Often, it is not enough simply to copy the subject in front of you sometimes you may have to add, subtract or re-group some of the elements in the scene to create a more balance image.

It simply the means of arranging the parts of your picture so that they add up to a harmonious whole. A badly composed picture will look disjointed and faintly irritating. A well-composed picture fits together in a satisfying way and pleasing to your eye.

Just as a play or film often has one main character and a supporting cast, so a picture should have one focal point that is, one spot that draws the eye and which carries the main theme of the painting - supported by shapes and colours of secondary interest.

Balance and unity

This is what gives balance and unity to the painting. When planning the composition of a painting, always ask yourself, "What do I want to emphasise and how should I emphasise it?

Contrasting dark and light tones

There are many ways to draw attention to the focal point which is a must. There may be something in common to generate excitement in the area. Choosing the focal point of your painting and planning ways to accentuate it are the keys to a good design.

To capture and hold the attention of your viewer, always try to design rhythmic lines that flow into the centre of interest from the edges of the picture.

If the composition presented by nature is not always ideal, you should choose your viewpoint carefully and be prepared to alter the arrangement of things in the interest of making a more balanced and coherent image.

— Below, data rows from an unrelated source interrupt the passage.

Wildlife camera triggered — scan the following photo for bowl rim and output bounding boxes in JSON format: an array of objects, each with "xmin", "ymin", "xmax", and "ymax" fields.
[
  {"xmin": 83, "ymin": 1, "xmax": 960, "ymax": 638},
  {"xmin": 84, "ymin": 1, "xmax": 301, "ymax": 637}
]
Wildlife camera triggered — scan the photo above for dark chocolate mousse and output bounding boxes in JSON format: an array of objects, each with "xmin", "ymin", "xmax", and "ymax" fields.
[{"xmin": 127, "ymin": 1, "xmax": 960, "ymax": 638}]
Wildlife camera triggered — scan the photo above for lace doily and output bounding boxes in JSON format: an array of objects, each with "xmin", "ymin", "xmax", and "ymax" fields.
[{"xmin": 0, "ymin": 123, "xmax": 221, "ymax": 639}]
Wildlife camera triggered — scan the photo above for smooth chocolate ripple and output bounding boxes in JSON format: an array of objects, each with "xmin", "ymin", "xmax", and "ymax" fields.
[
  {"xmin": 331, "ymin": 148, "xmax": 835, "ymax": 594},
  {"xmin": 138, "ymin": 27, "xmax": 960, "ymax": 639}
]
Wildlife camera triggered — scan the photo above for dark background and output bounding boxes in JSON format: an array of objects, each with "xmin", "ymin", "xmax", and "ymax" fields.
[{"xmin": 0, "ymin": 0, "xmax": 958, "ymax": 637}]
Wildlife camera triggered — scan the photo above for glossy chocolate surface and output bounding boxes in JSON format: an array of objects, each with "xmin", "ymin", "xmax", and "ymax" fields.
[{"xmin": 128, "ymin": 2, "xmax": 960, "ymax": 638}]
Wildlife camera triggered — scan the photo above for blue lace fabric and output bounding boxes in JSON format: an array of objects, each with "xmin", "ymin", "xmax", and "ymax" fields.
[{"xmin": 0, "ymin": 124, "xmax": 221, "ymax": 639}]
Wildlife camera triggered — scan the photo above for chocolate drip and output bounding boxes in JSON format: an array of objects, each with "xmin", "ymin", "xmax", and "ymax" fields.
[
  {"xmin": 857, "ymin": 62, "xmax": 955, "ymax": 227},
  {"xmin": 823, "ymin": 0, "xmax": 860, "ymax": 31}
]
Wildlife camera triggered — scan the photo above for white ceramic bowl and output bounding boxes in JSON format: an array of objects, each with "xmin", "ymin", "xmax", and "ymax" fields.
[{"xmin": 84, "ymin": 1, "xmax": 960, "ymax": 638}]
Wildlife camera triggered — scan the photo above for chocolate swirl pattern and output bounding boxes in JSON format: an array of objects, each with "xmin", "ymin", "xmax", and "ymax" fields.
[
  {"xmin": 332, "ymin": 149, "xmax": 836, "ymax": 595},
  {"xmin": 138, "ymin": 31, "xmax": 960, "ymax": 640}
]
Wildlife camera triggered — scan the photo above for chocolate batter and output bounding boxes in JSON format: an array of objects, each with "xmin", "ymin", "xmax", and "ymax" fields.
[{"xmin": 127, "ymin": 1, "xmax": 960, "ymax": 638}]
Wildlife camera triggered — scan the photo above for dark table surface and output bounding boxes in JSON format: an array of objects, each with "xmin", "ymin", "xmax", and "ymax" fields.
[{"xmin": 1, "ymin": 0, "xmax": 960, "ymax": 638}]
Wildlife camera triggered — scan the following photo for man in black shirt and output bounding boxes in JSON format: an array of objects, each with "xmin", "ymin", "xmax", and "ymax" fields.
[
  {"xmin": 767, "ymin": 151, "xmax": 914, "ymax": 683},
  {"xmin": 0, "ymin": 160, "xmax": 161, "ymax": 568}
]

Observe the painting I have done here. First the focal point, the two huts placed by the side of a terrace paddy field, thus creating a balance without boredom. Note how everything is designed to lead the eye to the focal point while heavy trees give shade to the huts from behind, and on the right terraced paddy fields give an impression of depth.

The whole picture is beautifully choreographed to guide the eye without being obstrusive. Figures can make or mar a landscape. It is always a big decision as to whether to put figures in a landscape or not.

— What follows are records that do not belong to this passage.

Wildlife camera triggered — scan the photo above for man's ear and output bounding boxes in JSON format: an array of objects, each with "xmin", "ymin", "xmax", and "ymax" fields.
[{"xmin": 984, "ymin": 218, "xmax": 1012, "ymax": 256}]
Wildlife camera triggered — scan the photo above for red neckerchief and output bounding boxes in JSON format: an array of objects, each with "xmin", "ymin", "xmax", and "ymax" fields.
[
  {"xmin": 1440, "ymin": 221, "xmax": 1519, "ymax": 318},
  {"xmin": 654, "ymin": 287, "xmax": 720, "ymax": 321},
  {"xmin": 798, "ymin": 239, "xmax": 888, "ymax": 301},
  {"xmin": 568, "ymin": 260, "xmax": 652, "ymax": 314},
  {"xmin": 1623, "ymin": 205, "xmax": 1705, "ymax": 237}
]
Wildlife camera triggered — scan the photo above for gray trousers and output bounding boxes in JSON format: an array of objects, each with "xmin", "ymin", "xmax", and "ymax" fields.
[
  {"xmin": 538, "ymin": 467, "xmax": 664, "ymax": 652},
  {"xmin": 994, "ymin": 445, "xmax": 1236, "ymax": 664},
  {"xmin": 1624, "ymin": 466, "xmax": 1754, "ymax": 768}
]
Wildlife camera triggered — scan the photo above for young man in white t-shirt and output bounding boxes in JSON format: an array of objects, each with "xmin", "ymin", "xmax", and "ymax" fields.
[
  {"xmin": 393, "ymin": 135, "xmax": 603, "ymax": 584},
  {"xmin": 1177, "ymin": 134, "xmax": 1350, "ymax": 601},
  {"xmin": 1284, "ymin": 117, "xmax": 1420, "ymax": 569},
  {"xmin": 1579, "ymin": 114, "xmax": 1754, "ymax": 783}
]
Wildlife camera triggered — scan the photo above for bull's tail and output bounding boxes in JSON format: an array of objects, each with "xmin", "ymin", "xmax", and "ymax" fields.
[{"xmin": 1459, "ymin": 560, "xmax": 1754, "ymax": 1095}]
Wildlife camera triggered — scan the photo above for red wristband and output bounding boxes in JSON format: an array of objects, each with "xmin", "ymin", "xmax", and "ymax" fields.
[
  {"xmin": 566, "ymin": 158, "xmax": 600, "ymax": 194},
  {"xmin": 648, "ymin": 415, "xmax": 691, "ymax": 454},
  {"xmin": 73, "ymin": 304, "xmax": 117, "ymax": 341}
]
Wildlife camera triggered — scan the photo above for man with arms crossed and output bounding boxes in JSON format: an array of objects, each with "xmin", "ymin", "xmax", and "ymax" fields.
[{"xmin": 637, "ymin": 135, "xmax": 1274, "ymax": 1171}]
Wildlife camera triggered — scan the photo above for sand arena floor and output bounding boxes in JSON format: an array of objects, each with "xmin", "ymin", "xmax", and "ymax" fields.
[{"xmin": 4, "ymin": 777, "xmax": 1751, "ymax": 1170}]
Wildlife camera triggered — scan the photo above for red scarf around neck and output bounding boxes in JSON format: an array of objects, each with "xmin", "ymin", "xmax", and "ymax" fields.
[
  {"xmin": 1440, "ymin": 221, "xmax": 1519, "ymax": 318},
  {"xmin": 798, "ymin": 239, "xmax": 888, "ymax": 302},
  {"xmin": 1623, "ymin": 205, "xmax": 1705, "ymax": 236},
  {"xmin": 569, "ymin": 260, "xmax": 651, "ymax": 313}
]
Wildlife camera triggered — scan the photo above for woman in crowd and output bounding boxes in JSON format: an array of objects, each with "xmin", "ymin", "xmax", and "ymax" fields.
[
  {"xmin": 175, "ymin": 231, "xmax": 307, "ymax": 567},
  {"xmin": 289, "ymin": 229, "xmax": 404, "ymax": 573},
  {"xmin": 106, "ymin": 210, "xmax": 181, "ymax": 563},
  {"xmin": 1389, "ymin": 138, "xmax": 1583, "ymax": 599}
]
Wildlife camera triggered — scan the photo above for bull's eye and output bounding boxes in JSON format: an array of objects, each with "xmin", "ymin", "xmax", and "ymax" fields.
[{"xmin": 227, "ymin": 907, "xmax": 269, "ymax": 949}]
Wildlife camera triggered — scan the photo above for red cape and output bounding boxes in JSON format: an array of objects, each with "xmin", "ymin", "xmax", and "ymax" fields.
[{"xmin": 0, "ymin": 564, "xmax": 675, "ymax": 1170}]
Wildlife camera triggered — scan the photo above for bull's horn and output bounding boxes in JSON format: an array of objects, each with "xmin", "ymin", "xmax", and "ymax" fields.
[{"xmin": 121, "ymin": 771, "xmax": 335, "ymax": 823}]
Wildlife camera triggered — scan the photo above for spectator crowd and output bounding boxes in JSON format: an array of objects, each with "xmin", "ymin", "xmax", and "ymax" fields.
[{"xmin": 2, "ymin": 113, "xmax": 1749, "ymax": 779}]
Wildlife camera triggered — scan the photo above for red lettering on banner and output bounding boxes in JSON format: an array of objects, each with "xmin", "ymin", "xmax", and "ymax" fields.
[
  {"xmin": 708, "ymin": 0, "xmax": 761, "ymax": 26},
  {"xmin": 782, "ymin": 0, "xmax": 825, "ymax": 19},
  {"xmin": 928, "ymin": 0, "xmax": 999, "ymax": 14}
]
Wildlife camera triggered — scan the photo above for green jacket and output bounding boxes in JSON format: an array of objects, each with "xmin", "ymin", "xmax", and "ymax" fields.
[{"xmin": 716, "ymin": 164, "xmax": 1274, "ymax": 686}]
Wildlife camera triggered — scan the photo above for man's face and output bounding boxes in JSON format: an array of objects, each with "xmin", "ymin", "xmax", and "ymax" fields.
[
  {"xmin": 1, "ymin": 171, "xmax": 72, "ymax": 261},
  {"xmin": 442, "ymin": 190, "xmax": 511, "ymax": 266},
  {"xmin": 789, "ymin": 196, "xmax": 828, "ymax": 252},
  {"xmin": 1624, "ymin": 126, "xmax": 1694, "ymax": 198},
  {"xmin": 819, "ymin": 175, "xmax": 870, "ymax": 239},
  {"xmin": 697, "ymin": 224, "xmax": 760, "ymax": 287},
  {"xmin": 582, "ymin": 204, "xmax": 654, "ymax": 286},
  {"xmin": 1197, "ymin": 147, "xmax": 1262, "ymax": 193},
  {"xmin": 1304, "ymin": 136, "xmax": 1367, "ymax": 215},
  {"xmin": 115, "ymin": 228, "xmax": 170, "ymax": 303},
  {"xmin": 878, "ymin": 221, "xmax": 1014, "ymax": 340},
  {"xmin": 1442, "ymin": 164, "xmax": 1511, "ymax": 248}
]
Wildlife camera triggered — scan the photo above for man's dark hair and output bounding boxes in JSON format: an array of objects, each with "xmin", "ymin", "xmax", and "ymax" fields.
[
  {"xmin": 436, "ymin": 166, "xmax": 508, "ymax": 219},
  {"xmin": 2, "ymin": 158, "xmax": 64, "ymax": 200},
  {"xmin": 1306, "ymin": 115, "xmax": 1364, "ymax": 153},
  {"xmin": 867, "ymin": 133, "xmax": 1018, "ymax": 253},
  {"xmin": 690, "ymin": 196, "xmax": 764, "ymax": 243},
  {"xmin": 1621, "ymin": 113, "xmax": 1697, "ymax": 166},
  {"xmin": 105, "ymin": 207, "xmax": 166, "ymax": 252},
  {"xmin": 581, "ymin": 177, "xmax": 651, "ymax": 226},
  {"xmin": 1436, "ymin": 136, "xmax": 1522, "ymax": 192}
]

Be sure that whatever figure you do put in is an integral part of the picture. They can be used in different ways to give life, movement and scale to a scene.

Notice the tiny figure on the left a man carrying a basket on his head and another man in silhouette climbing towards the huts. When you put figures, be sure they're in the correct scale to each other. The mountain range at the distance completes the picture as a magnificent stretch of scenery.

Deep interest

The most dynamic way to create a deep interest is by contrasting the lightest is by contrasting the lightest and darkest tones to suit the panoramic view of nature into a striking picture.

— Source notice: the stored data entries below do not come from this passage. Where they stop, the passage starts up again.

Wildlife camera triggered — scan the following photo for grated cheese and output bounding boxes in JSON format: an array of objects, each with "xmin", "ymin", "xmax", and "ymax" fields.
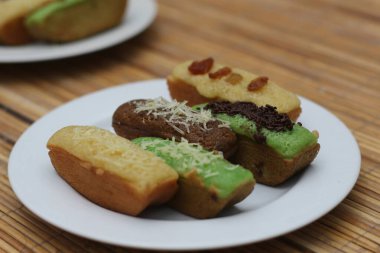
[
  {"xmin": 134, "ymin": 97, "xmax": 229, "ymax": 134},
  {"xmin": 138, "ymin": 137, "xmax": 225, "ymax": 177}
]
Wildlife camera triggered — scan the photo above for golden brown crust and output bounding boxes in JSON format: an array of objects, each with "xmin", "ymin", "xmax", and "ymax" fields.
[
  {"xmin": 169, "ymin": 170, "xmax": 254, "ymax": 219},
  {"xmin": 167, "ymin": 76, "xmax": 301, "ymax": 121},
  {"xmin": 0, "ymin": 17, "xmax": 33, "ymax": 45},
  {"xmin": 167, "ymin": 75, "xmax": 217, "ymax": 106},
  {"xmin": 232, "ymin": 136, "xmax": 320, "ymax": 186},
  {"xmin": 27, "ymin": 0, "xmax": 127, "ymax": 42},
  {"xmin": 287, "ymin": 107, "xmax": 302, "ymax": 122},
  {"xmin": 0, "ymin": 0, "xmax": 53, "ymax": 45},
  {"xmin": 48, "ymin": 146, "xmax": 177, "ymax": 216}
]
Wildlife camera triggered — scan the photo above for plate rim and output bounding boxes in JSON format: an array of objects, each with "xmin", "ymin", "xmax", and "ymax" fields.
[
  {"xmin": 8, "ymin": 79, "xmax": 361, "ymax": 250},
  {"xmin": 0, "ymin": 0, "xmax": 157, "ymax": 63}
]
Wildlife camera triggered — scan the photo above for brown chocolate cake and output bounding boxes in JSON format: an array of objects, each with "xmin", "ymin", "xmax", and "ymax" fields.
[{"xmin": 112, "ymin": 98, "xmax": 237, "ymax": 158}]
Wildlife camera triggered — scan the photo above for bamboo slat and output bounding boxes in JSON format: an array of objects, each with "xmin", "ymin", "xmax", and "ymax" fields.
[{"xmin": 0, "ymin": 0, "xmax": 379, "ymax": 252}]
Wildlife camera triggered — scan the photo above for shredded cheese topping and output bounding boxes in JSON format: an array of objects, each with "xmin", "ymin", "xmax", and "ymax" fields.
[
  {"xmin": 137, "ymin": 137, "xmax": 239, "ymax": 178},
  {"xmin": 133, "ymin": 97, "xmax": 229, "ymax": 134}
]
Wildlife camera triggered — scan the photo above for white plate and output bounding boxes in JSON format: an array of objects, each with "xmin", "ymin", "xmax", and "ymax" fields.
[
  {"xmin": 0, "ymin": 0, "xmax": 156, "ymax": 63},
  {"xmin": 8, "ymin": 79, "xmax": 361, "ymax": 251}
]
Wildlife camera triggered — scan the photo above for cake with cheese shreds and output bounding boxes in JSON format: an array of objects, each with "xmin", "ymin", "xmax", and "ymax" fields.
[
  {"xmin": 112, "ymin": 97, "xmax": 237, "ymax": 158},
  {"xmin": 47, "ymin": 126, "xmax": 178, "ymax": 216},
  {"xmin": 167, "ymin": 57, "xmax": 301, "ymax": 121},
  {"xmin": 133, "ymin": 137, "xmax": 255, "ymax": 219}
]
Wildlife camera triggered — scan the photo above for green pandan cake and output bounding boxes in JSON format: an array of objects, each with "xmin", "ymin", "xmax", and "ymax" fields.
[
  {"xmin": 25, "ymin": 0, "xmax": 127, "ymax": 42},
  {"xmin": 196, "ymin": 101, "xmax": 320, "ymax": 186},
  {"xmin": 133, "ymin": 137, "xmax": 255, "ymax": 219}
]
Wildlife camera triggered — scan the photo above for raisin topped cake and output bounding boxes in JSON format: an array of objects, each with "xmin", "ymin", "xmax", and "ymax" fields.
[{"xmin": 167, "ymin": 57, "xmax": 301, "ymax": 121}]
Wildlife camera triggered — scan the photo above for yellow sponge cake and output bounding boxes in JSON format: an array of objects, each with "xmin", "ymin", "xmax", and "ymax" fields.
[
  {"xmin": 167, "ymin": 58, "xmax": 301, "ymax": 121},
  {"xmin": 47, "ymin": 126, "xmax": 178, "ymax": 216}
]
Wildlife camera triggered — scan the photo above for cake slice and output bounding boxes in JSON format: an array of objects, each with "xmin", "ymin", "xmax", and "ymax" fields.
[
  {"xmin": 47, "ymin": 126, "xmax": 178, "ymax": 216},
  {"xmin": 133, "ymin": 137, "xmax": 255, "ymax": 219},
  {"xmin": 112, "ymin": 98, "xmax": 237, "ymax": 158},
  {"xmin": 26, "ymin": 0, "xmax": 127, "ymax": 42},
  {"xmin": 167, "ymin": 57, "xmax": 301, "ymax": 121},
  {"xmin": 198, "ymin": 101, "xmax": 320, "ymax": 186},
  {"xmin": 0, "ymin": 0, "xmax": 52, "ymax": 44}
]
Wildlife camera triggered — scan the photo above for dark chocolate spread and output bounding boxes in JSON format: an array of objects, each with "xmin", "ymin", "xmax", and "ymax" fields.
[{"xmin": 204, "ymin": 101, "xmax": 294, "ymax": 143}]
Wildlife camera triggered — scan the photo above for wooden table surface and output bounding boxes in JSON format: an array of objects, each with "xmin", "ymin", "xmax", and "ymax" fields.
[{"xmin": 1, "ymin": 0, "xmax": 379, "ymax": 252}]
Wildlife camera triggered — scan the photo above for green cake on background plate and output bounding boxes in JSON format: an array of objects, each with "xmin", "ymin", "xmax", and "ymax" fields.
[{"xmin": 25, "ymin": 0, "xmax": 127, "ymax": 42}]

The scene here shows how to contrast the darkest and lightest tones attracting the eye. Harmonious colours and tones give clarity and strength to the image. The light tone of the road with a bend present one of the grandest imaginable example of bold mountain scenery.

Light and dark

The trees with dark shapes echo and provide a link between the blues of the sky and the greens of the landscape.

A flat plain wash gives prominence to the sky. Painting a watercolour landscape requires patience, constant practice and a high degree of planning and fore thought. Since watercolours are transparent you cannot paint a light colour over a dark as the darker colour will show through.

To start painting a watercolour you have to know in advance which areas of the picture are going to be light and which are going to be dark and to be prepared to work methodically from light to dark.

If you do not plan things carefully, you may lose control of the painting.

If you make a wrong move, you will find yourself in big trouble. It's for this reason that so many people are reluctant to take up this medium to work, only to end up frustrated and disappointed when things do not work out quite well as they had planned.

The difficulty with watercolours in a hot country such as ours is the speed of drying even in the shade. the easiest condition to work under is a bright but overcast light.

Do not be a slave to your subject, break loose from it and let your enjoyment of it come through in you painting.

We must learn not only the techniques of applying the paint to the paper, but also we must learn how to look at things with a keen eye. Constant practice is the only way to get good results.